Blob indexer should be able to skip unsupported content types instead of treating them as errors
Hi, this can now be done using new indexer configuration parameters to specify “include” and “exclude” file name extensions. For details, see https://azure.microsoft.com/en-us/documentation/articles/search-howto-indexing-azure-blob-storage/#using-indexer-parameters-to-control-document-extraction
Your Azure Search team
I have added a new feature request....
I can confirm Nick Caruso's comment. I'm finding even with formats that should be supported like docx and pdf that it can and does fail, some of the documents it is failing on do not even appear to be corrupt i.e I can download the file from azure blob storage, open it in word and it seems like a valid document.
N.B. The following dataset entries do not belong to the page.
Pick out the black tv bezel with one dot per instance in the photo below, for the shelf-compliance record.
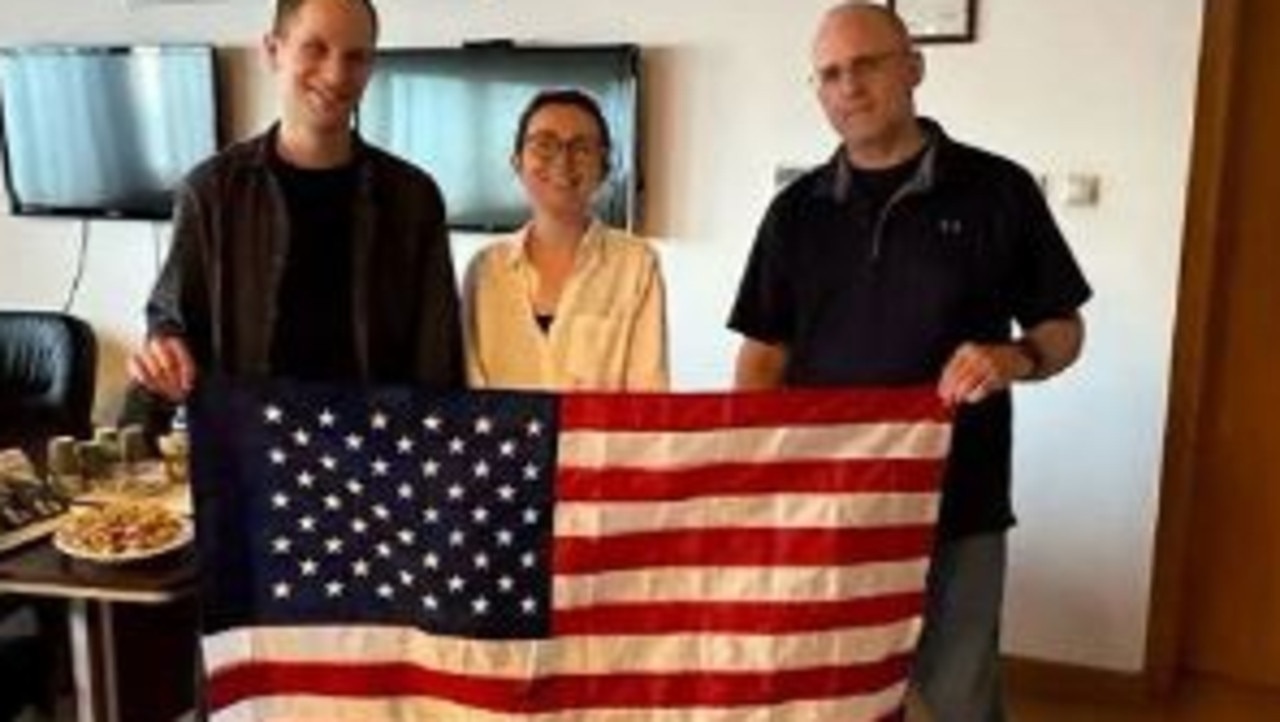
(19, 208)
(632, 54)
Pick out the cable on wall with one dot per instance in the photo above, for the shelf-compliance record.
(80, 266)
(158, 245)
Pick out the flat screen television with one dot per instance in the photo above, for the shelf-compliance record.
(104, 131)
(453, 112)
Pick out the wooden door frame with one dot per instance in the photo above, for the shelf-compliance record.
(1193, 336)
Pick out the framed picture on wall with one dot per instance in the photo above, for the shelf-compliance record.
(938, 21)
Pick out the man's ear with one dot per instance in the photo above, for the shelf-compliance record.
(272, 49)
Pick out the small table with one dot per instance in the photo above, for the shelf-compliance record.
(144, 613)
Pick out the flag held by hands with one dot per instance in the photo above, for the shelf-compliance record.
(396, 554)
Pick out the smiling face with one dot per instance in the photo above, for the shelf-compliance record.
(321, 56)
(865, 72)
(561, 160)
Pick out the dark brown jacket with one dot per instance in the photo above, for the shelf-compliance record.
(218, 288)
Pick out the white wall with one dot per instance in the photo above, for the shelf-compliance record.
(1061, 85)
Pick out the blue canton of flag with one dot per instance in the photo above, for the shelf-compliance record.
(383, 508)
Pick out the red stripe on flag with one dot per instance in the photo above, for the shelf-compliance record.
(746, 617)
(796, 407)
(539, 695)
(740, 548)
(732, 479)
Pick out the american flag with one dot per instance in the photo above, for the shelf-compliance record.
(393, 554)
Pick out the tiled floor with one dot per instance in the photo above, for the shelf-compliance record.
(1196, 700)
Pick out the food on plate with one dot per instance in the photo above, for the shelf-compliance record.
(122, 529)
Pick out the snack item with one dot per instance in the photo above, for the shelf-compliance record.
(123, 530)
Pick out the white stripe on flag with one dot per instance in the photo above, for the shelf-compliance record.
(676, 449)
(776, 511)
(534, 659)
(740, 584)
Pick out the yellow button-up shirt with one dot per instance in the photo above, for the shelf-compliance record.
(608, 333)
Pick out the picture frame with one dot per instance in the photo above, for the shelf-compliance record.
(938, 21)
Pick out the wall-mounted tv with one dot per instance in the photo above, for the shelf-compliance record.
(453, 110)
(104, 131)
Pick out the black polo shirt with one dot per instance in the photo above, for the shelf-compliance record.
(881, 293)
(315, 332)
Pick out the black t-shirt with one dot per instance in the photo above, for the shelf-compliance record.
(865, 292)
(314, 334)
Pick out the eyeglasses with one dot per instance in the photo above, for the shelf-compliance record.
(856, 69)
(548, 146)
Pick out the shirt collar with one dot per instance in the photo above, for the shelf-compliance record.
(516, 248)
(926, 174)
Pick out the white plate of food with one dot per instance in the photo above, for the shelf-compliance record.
(123, 531)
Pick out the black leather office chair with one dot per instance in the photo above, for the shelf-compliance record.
(48, 374)
(48, 370)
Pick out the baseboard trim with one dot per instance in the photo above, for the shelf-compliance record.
(1038, 677)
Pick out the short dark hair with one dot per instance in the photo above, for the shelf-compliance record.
(571, 97)
(286, 9)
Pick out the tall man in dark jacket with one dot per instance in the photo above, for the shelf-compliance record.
(305, 252)
(908, 259)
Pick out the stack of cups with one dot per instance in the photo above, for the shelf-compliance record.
(63, 464)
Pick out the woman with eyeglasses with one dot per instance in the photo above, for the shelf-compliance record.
(566, 302)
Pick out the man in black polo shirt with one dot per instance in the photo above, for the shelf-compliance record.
(908, 259)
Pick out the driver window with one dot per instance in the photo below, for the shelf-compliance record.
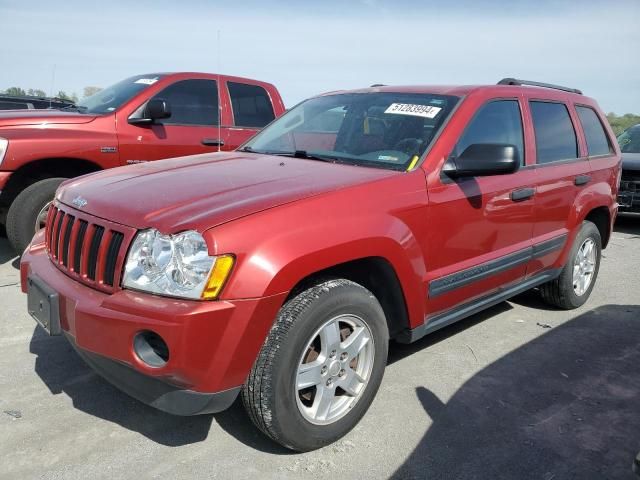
(498, 121)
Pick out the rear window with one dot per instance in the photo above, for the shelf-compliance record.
(251, 105)
(597, 141)
(555, 136)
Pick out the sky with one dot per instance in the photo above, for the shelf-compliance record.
(310, 47)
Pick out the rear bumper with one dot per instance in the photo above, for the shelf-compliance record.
(212, 344)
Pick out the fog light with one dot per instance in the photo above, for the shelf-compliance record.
(151, 349)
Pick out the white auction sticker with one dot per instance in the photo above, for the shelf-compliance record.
(426, 111)
(147, 81)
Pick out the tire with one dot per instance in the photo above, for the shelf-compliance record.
(562, 292)
(25, 208)
(271, 394)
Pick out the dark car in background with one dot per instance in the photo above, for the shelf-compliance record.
(29, 102)
(629, 193)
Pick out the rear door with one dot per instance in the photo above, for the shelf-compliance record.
(562, 170)
(480, 228)
(192, 128)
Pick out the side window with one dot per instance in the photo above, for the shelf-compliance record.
(555, 135)
(597, 140)
(498, 121)
(251, 105)
(192, 102)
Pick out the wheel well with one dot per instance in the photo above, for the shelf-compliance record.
(601, 218)
(41, 169)
(375, 274)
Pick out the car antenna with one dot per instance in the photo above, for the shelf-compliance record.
(219, 103)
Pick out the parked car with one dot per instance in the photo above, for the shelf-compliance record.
(280, 272)
(142, 118)
(29, 102)
(629, 196)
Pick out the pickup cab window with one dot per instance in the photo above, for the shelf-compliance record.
(111, 98)
(251, 105)
(192, 102)
(385, 130)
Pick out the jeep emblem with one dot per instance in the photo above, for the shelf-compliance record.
(79, 202)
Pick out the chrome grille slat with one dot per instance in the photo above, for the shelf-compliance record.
(92, 261)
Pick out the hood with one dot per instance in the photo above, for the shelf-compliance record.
(631, 161)
(202, 191)
(10, 118)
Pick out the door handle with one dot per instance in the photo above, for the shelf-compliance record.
(213, 142)
(582, 180)
(522, 194)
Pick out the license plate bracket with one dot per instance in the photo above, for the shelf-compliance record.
(43, 304)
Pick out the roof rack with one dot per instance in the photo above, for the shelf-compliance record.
(516, 81)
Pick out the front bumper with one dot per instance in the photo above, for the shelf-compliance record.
(212, 344)
(154, 392)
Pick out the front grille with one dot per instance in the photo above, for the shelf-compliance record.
(86, 248)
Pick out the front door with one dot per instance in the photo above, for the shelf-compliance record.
(480, 228)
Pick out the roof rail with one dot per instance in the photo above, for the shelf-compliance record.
(516, 81)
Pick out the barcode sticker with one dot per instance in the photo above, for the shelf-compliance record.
(147, 81)
(425, 111)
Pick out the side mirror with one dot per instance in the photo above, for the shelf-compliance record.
(482, 159)
(155, 109)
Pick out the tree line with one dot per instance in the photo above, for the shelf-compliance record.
(62, 95)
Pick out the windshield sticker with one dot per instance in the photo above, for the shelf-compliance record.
(425, 111)
(147, 81)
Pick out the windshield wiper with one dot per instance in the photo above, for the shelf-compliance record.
(77, 108)
(295, 154)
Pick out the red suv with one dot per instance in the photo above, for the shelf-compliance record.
(281, 271)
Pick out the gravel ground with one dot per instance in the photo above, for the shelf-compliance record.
(520, 391)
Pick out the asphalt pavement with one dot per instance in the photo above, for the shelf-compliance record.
(521, 391)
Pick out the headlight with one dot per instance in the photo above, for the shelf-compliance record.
(4, 144)
(175, 266)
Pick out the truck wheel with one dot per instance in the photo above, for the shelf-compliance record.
(575, 283)
(320, 366)
(27, 209)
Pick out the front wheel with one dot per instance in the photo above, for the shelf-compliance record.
(320, 366)
(28, 211)
(576, 281)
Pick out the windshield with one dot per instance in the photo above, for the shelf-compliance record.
(386, 130)
(629, 141)
(109, 99)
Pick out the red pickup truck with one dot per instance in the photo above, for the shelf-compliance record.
(142, 118)
(280, 271)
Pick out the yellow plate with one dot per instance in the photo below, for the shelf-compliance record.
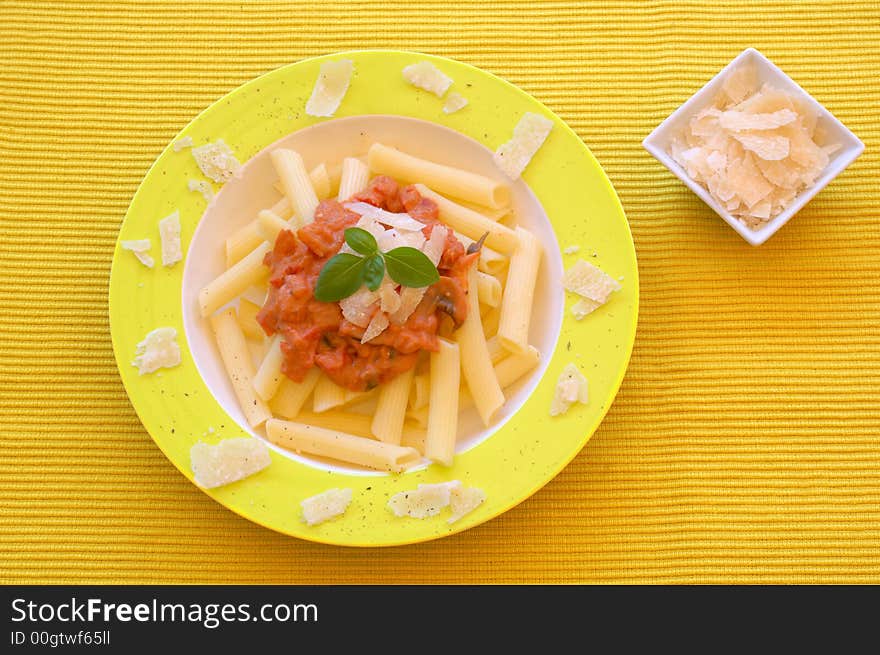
(511, 461)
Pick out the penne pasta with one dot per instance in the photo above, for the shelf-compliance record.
(247, 319)
(355, 177)
(239, 367)
(271, 224)
(296, 182)
(300, 437)
(268, 377)
(419, 392)
(507, 371)
(491, 261)
(249, 236)
(490, 321)
(328, 395)
(496, 350)
(516, 307)
(488, 289)
(476, 363)
(472, 224)
(361, 426)
(390, 412)
(445, 179)
(290, 397)
(443, 403)
(234, 281)
(320, 181)
(493, 214)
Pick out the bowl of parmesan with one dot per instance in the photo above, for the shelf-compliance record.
(754, 146)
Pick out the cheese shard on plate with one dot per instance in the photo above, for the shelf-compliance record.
(454, 102)
(158, 350)
(228, 461)
(202, 187)
(753, 149)
(570, 388)
(216, 161)
(463, 501)
(584, 307)
(140, 248)
(183, 143)
(427, 500)
(325, 506)
(330, 88)
(169, 235)
(590, 282)
(427, 76)
(529, 134)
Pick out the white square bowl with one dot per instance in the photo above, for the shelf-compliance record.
(657, 142)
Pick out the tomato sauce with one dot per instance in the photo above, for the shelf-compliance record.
(316, 334)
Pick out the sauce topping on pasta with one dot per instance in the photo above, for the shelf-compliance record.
(317, 334)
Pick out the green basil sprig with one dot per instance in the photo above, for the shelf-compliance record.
(343, 274)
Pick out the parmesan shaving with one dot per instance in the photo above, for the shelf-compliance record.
(570, 388)
(427, 76)
(401, 221)
(427, 500)
(463, 501)
(590, 282)
(359, 307)
(330, 88)
(216, 161)
(169, 235)
(202, 187)
(325, 506)
(158, 350)
(584, 307)
(229, 461)
(183, 143)
(529, 134)
(139, 248)
(454, 102)
(754, 149)
(378, 324)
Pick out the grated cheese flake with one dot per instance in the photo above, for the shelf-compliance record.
(359, 307)
(454, 102)
(463, 501)
(202, 187)
(330, 88)
(427, 76)
(158, 350)
(183, 143)
(584, 307)
(169, 235)
(589, 281)
(754, 149)
(229, 461)
(325, 506)
(529, 134)
(378, 324)
(139, 248)
(571, 387)
(427, 500)
(216, 161)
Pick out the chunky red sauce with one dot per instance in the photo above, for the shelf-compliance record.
(316, 334)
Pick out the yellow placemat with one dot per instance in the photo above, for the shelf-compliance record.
(744, 445)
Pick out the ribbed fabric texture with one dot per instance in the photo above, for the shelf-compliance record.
(744, 445)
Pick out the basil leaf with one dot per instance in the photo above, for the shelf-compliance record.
(340, 277)
(410, 267)
(374, 272)
(361, 241)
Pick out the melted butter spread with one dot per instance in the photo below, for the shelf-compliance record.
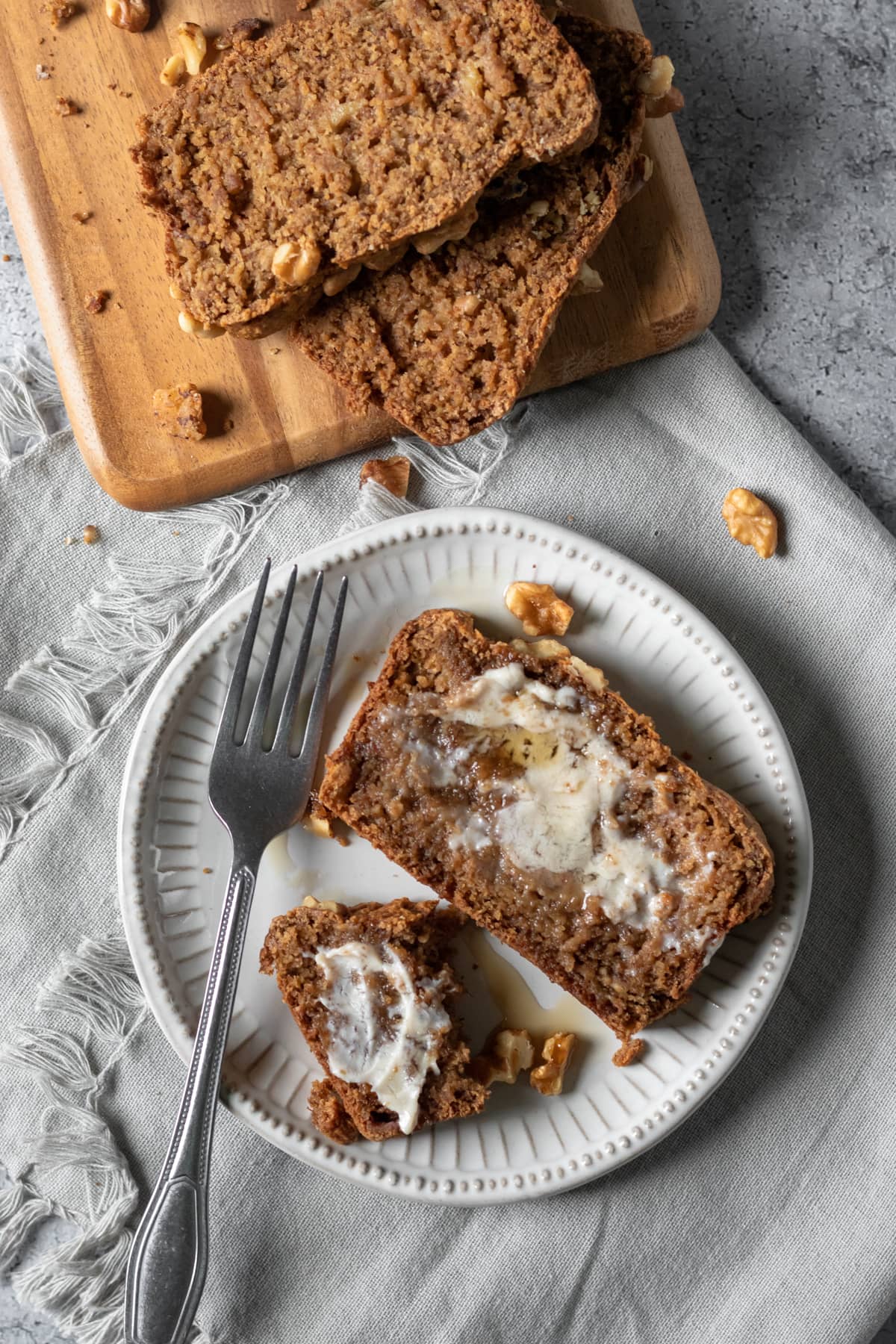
(381, 1033)
(558, 811)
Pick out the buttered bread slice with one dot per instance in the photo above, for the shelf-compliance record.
(517, 785)
(346, 136)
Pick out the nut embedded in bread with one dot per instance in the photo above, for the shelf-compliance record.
(547, 809)
(344, 134)
(373, 991)
(448, 343)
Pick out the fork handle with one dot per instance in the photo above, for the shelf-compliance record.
(169, 1256)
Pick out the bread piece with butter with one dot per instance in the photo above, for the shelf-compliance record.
(517, 785)
(374, 992)
(341, 139)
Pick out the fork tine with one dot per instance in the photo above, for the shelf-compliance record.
(297, 675)
(228, 715)
(255, 730)
(314, 729)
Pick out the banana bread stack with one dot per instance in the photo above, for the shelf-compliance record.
(415, 183)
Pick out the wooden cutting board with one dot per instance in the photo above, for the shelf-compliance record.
(659, 264)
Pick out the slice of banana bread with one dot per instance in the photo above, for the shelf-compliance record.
(341, 137)
(373, 989)
(517, 785)
(448, 343)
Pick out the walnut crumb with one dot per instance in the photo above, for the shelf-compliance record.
(179, 410)
(628, 1053)
(556, 1051)
(393, 473)
(60, 13)
(539, 608)
(245, 30)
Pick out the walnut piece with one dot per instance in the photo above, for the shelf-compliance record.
(245, 30)
(588, 281)
(173, 70)
(294, 264)
(628, 1053)
(341, 280)
(507, 1054)
(314, 903)
(393, 473)
(60, 11)
(452, 230)
(751, 522)
(538, 606)
(179, 410)
(193, 46)
(548, 1077)
(193, 329)
(668, 102)
(591, 676)
(131, 15)
(657, 81)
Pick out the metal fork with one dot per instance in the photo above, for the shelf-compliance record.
(257, 793)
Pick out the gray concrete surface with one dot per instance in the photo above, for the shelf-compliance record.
(788, 129)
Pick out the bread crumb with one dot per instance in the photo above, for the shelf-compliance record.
(628, 1053)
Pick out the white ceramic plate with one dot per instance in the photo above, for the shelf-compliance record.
(662, 655)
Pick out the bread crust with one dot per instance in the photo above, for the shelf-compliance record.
(448, 343)
(626, 977)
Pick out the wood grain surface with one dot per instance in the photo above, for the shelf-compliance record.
(659, 264)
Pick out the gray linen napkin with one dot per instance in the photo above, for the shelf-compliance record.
(768, 1216)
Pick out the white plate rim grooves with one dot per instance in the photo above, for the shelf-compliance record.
(791, 894)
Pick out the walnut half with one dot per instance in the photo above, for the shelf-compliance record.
(509, 1051)
(751, 522)
(538, 606)
(131, 15)
(556, 1051)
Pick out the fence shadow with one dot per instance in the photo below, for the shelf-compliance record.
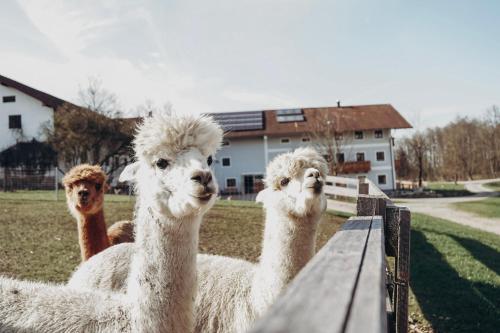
(449, 302)
(481, 252)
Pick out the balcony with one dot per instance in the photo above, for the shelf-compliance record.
(354, 167)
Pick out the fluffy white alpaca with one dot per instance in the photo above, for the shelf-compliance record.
(175, 188)
(232, 292)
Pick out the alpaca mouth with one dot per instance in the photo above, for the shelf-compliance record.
(316, 187)
(204, 197)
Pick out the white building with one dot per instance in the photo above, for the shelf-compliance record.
(23, 112)
(254, 138)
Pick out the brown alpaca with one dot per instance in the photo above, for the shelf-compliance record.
(85, 186)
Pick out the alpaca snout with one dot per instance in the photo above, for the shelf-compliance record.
(202, 177)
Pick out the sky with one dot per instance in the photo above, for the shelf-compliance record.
(432, 59)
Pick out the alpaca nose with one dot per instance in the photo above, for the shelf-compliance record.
(202, 177)
(83, 193)
(312, 173)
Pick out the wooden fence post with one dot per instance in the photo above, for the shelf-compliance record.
(363, 186)
(366, 205)
(403, 271)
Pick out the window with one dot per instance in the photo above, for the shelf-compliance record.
(380, 156)
(9, 99)
(231, 182)
(289, 115)
(15, 122)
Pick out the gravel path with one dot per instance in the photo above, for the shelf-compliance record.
(443, 207)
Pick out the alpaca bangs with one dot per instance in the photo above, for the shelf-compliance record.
(84, 172)
(168, 134)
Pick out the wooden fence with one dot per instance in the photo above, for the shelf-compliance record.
(352, 284)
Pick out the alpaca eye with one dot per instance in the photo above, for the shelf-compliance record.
(162, 163)
(285, 181)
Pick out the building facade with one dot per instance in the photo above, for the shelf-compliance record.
(365, 146)
(23, 112)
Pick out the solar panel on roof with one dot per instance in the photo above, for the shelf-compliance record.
(240, 121)
(289, 115)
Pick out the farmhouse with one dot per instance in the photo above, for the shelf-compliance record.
(362, 136)
(23, 112)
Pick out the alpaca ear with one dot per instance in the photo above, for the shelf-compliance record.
(128, 174)
(262, 195)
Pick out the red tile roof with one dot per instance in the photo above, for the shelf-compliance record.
(346, 118)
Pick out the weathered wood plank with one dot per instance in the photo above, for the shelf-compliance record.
(368, 311)
(342, 180)
(403, 270)
(341, 191)
(318, 299)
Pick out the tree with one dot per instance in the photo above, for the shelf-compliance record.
(329, 138)
(90, 134)
(418, 147)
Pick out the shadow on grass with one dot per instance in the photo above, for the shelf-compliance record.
(449, 302)
(481, 252)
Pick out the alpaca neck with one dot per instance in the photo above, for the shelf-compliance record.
(162, 280)
(92, 234)
(289, 243)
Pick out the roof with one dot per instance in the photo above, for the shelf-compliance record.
(345, 118)
(46, 99)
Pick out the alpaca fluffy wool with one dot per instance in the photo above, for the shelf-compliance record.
(232, 293)
(161, 284)
(289, 165)
(176, 134)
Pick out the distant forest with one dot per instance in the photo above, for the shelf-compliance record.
(467, 148)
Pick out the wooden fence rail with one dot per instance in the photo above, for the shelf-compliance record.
(348, 286)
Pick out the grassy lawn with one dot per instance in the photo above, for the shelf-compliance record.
(493, 185)
(489, 207)
(38, 237)
(445, 186)
(455, 270)
(455, 277)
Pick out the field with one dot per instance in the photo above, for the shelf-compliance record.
(455, 277)
(455, 270)
(494, 185)
(38, 236)
(489, 207)
(445, 186)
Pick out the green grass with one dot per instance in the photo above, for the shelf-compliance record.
(454, 269)
(445, 186)
(455, 277)
(489, 207)
(493, 185)
(38, 237)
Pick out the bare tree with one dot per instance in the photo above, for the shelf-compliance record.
(329, 138)
(97, 99)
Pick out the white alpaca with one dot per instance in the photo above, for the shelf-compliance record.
(175, 188)
(233, 293)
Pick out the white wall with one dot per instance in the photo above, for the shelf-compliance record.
(33, 115)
In any case, corrupt data is as inevitable as buggy code, resilience is the only workable solution. The indexer shouldn't give up on the first hiccup it encounters. I have grave doubts Azure Search will be a viable solution with changing the behavior of the indexer to simply log and continue indexation of the remaining documents.
Chris Lucas commented
The include/exclude does not make a difference if the error is in the actual indexer due to an invalid file or similar. My PDF indexing is stopping because a few of the PDF files are corrupt. Seems silly to have me hunt them all down.
Nick Caruso commented
I'm confirming that this is still happening. I don't have total control in my app as to the content type, and so when the indexer is running, it completely stops as soon as it sees an unsupported type.
Does this error stop the indexer from indexing other valid content?